Вечером они сидели в землянке Марека и мирно беседовали. Первое удивление Ишмака, когда он понял, что совсем не знал своего друга, прошло, и он никак не мог наговориться. Они рассказывали друг другу всё, что накопилось за те годы, что они не виделись. И Ишмак вдруг словно заново увидел Марека и понял, что чем-то неуловимым он до боли напоминает Арсения. Они проговорили до полуночи и Ишмак, заснул, обрадованный, что снова обрёл друга.
Часть 2 Марек (09.06)
V
Шли дни. Он прятался у Марека в землянке. Днём тот уходил с отрядом баров на разведку — война всё-таки началась. Марек никогда ничего не рассказывал ему о войне, но иногда он видел, как друг точит меч, и ему становилось жутко. Он не мог себе представить, чтобы тот смог поднять меч на сердов. Ведь Ишмак только недавно гостил у них, сроднился с ними и чувствовал, что более принадлежит им, чем своему народу. И лишь один раз, когда Марек вернулся с разведки раньше, чем обычно, усталый, измотанный и грустный, они заговорили об этом. Начал разговор сам Марек.
— Ишмак, ты общался с Арсением, ты общался с другими сердами, скажи мне, помоги, что мне делать? Я… я больше так не могу!

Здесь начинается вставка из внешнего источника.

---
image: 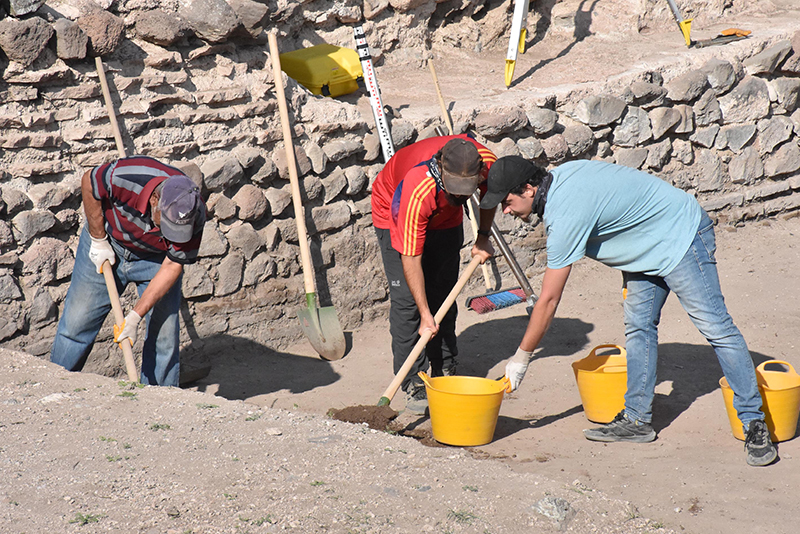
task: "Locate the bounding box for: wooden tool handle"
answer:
[267,32,316,294]
[94,56,125,158]
[103,260,139,382]
[428,58,453,135]
[378,256,481,406]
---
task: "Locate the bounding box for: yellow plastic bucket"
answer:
[719,360,800,442]
[572,345,628,423]
[419,373,508,447]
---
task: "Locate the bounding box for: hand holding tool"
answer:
[89,234,117,274]
[103,261,139,383]
[378,256,481,406]
[506,349,533,393]
[114,310,142,347]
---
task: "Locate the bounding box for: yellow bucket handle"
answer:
[589,343,628,358]
[417,371,432,387]
[756,360,797,375]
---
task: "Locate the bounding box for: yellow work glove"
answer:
[114,310,142,347]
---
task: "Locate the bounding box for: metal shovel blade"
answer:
[297,306,346,361]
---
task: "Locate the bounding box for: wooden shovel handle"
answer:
[94,56,126,158]
[428,58,453,135]
[103,260,139,382]
[267,32,316,294]
[378,256,481,406]
[94,56,139,383]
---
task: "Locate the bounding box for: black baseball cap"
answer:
[481,156,536,210]
[441,138,483,196]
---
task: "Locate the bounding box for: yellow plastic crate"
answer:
[280,44,363,97]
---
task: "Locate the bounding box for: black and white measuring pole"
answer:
[353,24,394,161]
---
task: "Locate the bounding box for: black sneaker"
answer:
[406,384,428,415]
[583,410,656,443]
[744,420,778,467]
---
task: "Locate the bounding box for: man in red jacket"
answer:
[372,134,497,414]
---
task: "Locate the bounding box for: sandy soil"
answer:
[0,5,800,534]
[191,218,800,534]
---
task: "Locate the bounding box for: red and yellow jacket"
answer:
[372,134,497,256]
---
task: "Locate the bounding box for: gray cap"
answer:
[158,175,206,243]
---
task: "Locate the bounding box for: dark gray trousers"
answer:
[375,226,464,391]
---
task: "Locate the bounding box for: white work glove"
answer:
[506,349,533,393]
[114,310,142,347]
[89,234,117,274]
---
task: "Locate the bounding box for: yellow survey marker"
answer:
[506,0,530,87]
[667,0,693,47]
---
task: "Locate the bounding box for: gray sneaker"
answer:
[442,358,458,376]
[744,420,778,467]
[583,410,656,443]
[406,385,428,415]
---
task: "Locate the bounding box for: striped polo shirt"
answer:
[91,156,203,264]
[372,134,497,256]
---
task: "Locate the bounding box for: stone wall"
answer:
[0,0,800,382]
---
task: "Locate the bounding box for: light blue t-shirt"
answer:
[543,160,703,276]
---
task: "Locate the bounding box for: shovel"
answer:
[268,33,346,360]
[94,56,139,383]
[378,256,481,406]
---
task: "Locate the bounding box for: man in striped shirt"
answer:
[372,134,497,413]
[50,156,206,386]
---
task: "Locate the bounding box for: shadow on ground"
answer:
[181,335,340,400]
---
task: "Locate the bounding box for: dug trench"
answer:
[327,404,447,447]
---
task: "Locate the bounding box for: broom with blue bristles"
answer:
[467,192,538,314]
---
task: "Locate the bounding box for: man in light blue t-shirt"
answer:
[481,156,778,466]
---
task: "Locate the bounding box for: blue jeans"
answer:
[624,212,764,429]
[50,227,182,386]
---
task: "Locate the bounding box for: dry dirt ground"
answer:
[191,218,800,534]
[0,5,800,534]
[0,211,800,534]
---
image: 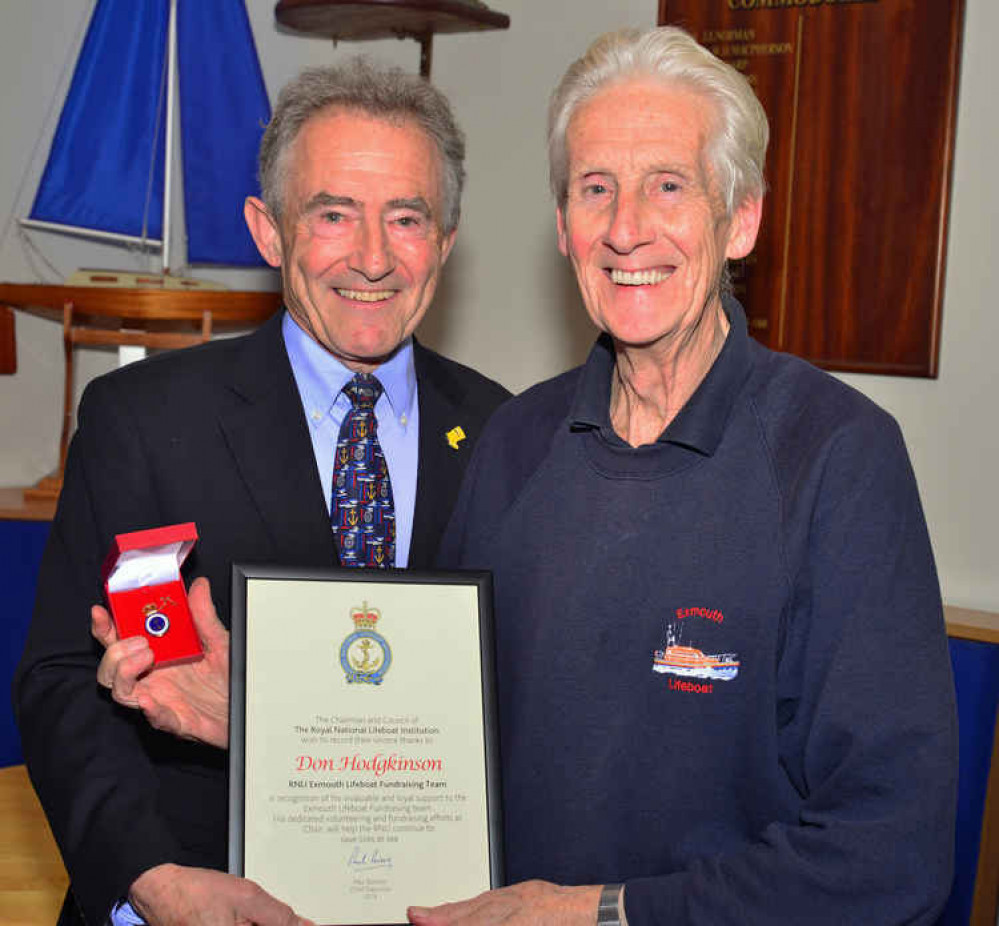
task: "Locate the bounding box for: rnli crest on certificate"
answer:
[340,601,392,685]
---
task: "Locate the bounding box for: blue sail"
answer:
[177,0,271,266]
[29,0,270,266]
[30,0,168,241]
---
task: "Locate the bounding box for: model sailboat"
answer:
[22,0,270,276]
[0,0,280,500]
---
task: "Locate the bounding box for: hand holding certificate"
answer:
[230,567,502,923]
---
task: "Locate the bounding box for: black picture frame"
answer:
[228,563,504,924]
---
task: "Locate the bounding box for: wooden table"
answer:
[0,765,69,923]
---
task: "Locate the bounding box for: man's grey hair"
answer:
[259,58,465,234]
[548,26,770,216]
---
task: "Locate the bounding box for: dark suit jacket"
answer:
[14,314,508,924]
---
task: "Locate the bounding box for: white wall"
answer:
[0,0,999,610]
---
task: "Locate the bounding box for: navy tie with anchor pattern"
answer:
[332,373,395,568]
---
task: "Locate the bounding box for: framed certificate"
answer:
[229,565,503,924]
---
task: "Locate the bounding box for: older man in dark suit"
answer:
[15,64,508,924]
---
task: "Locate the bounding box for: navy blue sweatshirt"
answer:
[442,300,957,926]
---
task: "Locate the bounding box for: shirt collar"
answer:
[569,296,750,456]
[281,311,416,420]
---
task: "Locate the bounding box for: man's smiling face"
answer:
[246,108,454,371]
[557,79,759,356]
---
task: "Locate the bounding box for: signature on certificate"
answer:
[347,846,392,871]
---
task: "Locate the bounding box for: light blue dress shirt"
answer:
[281,312,420,568]
[110,312,420,926]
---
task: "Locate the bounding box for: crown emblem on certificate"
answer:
[340,601,392,685]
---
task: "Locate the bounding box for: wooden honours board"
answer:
[659,0,964,377]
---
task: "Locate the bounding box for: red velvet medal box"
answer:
[101,522,202,666]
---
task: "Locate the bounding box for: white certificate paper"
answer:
[229,566,501,924]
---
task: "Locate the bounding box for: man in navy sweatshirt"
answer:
[410,28,956,926]
[94,28,957,926]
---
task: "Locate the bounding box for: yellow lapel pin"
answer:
[444,425,465,450]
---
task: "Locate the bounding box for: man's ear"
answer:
[725,196,763,260]
[243,196,284,267]
[555,206,569,257]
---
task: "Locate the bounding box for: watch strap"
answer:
[597,884,623,926]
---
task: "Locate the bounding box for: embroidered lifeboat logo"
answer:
[652,608,739,692]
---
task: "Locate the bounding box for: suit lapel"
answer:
[409,341,472,569]
[221,313,337,566]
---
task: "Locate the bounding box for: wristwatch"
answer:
[597,884,624,926]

— Что случилось? — Спросил Ишмак. Он догадывался и раньше, что смущает Марека, но не хотел думать об этом. Он видел, как друг разрывается между верностью народу, которому он принадлежит по праву рождения и который через боль, но любит и благородством, честью, понятием о справедливости. Ведь они оба после встречи с Арсением поняли, что эта война — самое несправедливое и неправильное из того, что может случиться. Ишмаку было искренне жаль друга, но он не знал, чем ему помочь. Марек мог решить это только сам, внутри себя.